Having trouble raising your arm out to your side above shoulder level? Has fastening clothing behind your back become nearly impossible? Whether or not you have achy/dull pain with these movements, you may have a condition called frozen shoulder. It most commonly affects women in their 40’s, 50’s, and 60’s, and is most often experienced in the non-dominant side. Frozen shoulder develops in three stages:
Freezing: pain gradually increases, range of motion decreases, duration 6 weeks -9 months.
Frozen: not much pain, but motion severely limited, duration 4 months -6 months.
Thawing: pain diminishes, motion is restored, duration 6 months – 2 years.
The cause of frozen shoulder is often unknown, but some predisposing factors include diabetes, autoimmune or inflammatory diseases, or immobilization. (Even wearing a shoulder sling for several weeks following a hand or wrist surgery to keep that area elevated can cause problems in the shoulder due to lack of movement).
If you’ve been to your primary care provider, they probably prescribed rest, ibuprofen, and physical therapy (PT) to strengthen and stretch your shoulder. You may have even discussed surgery if your condition has been ongoing.
The purpose of this article is to inform you of non-surgical treatment options for frozen shoulder.
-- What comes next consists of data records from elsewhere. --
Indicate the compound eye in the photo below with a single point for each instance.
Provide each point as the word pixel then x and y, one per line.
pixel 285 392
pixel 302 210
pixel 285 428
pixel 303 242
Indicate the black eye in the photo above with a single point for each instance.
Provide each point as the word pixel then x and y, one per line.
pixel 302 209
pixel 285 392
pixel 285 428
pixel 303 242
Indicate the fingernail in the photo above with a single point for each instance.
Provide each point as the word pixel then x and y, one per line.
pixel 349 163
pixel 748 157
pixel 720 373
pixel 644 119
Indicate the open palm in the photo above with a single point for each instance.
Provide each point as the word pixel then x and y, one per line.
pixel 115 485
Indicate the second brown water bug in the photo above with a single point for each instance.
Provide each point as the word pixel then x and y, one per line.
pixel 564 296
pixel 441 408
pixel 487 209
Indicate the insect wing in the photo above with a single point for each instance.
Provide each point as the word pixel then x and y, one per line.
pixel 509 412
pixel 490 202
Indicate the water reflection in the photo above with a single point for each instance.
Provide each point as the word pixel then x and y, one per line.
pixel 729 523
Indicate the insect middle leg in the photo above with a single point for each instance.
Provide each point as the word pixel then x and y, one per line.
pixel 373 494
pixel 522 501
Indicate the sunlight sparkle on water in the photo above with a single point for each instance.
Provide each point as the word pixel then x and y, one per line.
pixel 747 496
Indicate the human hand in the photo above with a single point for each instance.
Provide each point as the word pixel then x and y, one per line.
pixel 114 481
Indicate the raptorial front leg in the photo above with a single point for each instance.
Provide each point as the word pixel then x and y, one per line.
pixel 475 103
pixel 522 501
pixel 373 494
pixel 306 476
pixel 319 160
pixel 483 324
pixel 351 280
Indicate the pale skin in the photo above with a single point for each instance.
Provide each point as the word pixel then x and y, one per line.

While PT is generally helpful for getting stronger and more flexible, frozen shoulder doesn’t stem from weak or inflexible shoulder muscles. Another name for frozen shoulder is adhesive capsulitis, which is a fancy way of saying adhesions in the capsule of the shoulder. To further break this down, the shoulder capsule is a wrap of strong connective tissue that surrounds the bones (humerus, scapula, and clavicle) that make up the ball & socket joint of the shoulder. Adhesions (developed due to repetitive motion, lack of oxygen, or trauma) are sticky areas in muscle fibers or in the capsule itself, which limit movement, alter your biomechanics, and cause pain and dysfunction.
Strengthening a muscle does not reduce adhesion!
Stretching a muscle does not reduce adhesion!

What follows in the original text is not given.